Pour ce qui est du corps diplomatique dont la spécificité est également évidente, un accord a été trouvé. Ce dernier permettra au moins de préserver les vocations pour l’action internationale. Reste les inspections générales, autre erreur car il est curieux de mettre fin à cette forme d’indépendance au sein de ministères qui ont besoin dans leur action, d’un regard à la fois bien informé et indépendant. À l’heure où on met à l’honneur la culture de l’évaluation, il est singulier de se priver de cet outil. La disparition de l’inspection générale des finances quant à elle ne pose pas de problème car on peut être sûr que les fonctionnaires du Trésor continueront à la faire vivre sans le nom.

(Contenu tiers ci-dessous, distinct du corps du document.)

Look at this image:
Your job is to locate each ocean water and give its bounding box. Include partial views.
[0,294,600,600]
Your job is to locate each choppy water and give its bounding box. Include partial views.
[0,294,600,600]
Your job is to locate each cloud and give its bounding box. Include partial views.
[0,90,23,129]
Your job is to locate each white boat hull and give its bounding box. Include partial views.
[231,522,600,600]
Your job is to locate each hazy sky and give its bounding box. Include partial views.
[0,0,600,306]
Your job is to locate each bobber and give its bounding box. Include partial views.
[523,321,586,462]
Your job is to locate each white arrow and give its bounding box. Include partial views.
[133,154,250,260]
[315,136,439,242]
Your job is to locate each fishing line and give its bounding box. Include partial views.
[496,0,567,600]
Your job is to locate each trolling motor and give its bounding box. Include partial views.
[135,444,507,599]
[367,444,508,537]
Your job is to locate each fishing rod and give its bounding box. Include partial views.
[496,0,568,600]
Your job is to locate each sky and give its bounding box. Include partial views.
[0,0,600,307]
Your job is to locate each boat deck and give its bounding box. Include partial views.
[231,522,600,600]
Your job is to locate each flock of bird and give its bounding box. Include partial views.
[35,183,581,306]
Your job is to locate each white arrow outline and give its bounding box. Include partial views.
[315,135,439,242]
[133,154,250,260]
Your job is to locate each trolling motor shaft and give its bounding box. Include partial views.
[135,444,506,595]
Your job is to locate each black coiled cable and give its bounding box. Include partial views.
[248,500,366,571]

Cette ordonnance de réforme fragilise-t-elle la haute fonction publique ? Met-elle à mal l’attraction de la fonction publique ?
L’attractivité de la haute fonction publique a été de longue date mise à mal par la concurrence des écoles de commerce pour les jeunes aspirant à la performance ainsi qu’à une rémunération sans commune mesure avec celle offerte aux plus hauts fonctionnaires de l’État. On pouvait reprendre la main en revoyant les fondamentaux de l’action publique, en posant clairement le rôle et les missions de l’État, bref en créant un «attrait moral» car beaucoup de jeunes aspirent à autre chose qu’à être un jour au CAC 40. Mais le blocage se situe à Sciences Po devenue l’école du marché selon le projet explicite de son réformateur Richard Descoings au moment de la mondialisation triomphante assortie de l’auto dénigrement et de la démission des élites françaises qui ont laissé se relâcher leur lien avec l’État.

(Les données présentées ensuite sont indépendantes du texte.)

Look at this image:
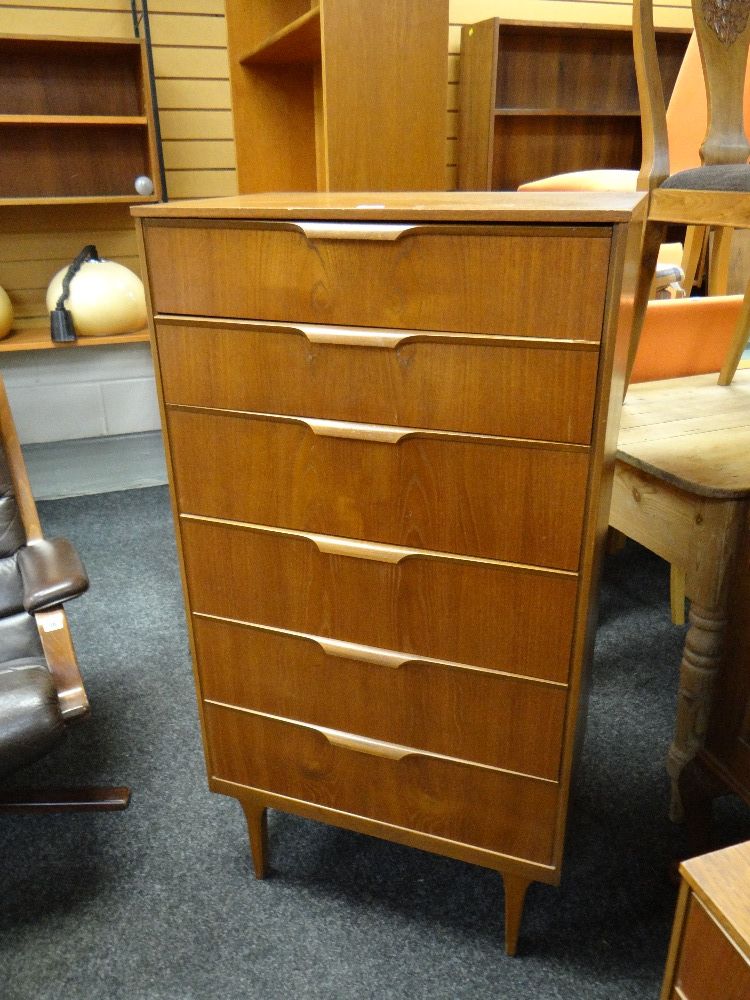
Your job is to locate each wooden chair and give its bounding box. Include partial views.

La réforme a également pour objectif de favoriser «l’égalité des chances». Qu’en pensez-vous ?
L’égalité des chances est un vrai sujet qui touche à nos fondamentaux républicains: comment faire en sorte d’attirer les meilleurs tout en s’assurant que tous ont eu leur chance, quel que soit leur niveau social, de parvenir à un niveau éducatif comparable? Les enquêtes de l’Insee montent que la démocratisation en marche dans les grandes écoles ainsi que dans les formations sélectives à l’université (agrégation, médecine, doctorats) décroît après les années 80. Je pense que la réponse est dans le système éducatif qui ne remplit plus son rôle d’ascenseur social. C’est donc à la base, à l’école, au collège et au lycée qu’il faut prendre le problème. La France est devant le défi de l’éducation. Il n’est certes pas inutile de donner des bourses et des encouragements mais cela vient très tard alors que le problème doit être pris à la racine. C’est l’école qui a fait la promotion sociale dans notre pays, or malgré quelques efforts méritoires ces dernières années, elle est en panne.

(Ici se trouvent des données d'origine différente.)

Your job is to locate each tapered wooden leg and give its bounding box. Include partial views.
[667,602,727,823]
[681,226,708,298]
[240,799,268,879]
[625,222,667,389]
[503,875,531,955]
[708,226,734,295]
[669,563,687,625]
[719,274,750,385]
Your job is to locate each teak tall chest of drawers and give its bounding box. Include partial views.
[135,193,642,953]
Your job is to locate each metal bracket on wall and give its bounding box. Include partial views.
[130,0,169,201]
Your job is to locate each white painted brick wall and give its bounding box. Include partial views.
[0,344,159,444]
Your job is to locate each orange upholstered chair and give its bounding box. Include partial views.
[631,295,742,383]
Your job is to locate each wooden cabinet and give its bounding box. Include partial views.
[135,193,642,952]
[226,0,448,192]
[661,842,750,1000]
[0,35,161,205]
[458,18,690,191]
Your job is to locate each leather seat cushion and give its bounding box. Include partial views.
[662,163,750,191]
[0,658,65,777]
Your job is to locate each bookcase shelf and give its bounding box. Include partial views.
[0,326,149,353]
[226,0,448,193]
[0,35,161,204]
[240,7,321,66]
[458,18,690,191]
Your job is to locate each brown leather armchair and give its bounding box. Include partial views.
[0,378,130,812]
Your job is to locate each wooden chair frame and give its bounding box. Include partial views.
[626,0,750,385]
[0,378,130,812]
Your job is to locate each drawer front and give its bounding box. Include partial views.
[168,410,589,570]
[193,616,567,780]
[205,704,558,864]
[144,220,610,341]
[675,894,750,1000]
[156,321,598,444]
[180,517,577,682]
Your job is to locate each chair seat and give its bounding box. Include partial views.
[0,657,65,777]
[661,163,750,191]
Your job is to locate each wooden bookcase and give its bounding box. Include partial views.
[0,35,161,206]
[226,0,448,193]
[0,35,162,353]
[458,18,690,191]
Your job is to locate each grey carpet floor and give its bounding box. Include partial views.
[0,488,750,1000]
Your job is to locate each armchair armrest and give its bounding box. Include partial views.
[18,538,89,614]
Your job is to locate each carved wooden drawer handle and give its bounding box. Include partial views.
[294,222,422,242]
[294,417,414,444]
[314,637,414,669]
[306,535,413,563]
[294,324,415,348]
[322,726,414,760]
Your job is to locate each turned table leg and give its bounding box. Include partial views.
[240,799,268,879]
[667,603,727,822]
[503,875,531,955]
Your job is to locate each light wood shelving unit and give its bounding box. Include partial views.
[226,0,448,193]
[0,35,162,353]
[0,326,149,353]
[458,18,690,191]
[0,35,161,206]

La grève des diplomates précède de quelques jours cette grève des futurs hauts fonctionnaires. L’État connaît-il une crise plus générale de sa fonction publique ?
Une certaine crise de la fonction publique est la résultante de tout cela. Pourtant notre pays croit en ses fonctionnaires et ceux-ci – à tous les niveaux — ont beaucoup à donner. C’est une vision claire de l’État et de ses missions au-delà de toutes les réformes de structure ou de circonstance – chacun les baptisera à son choix – qui peut réenclencher un cercle vertueux.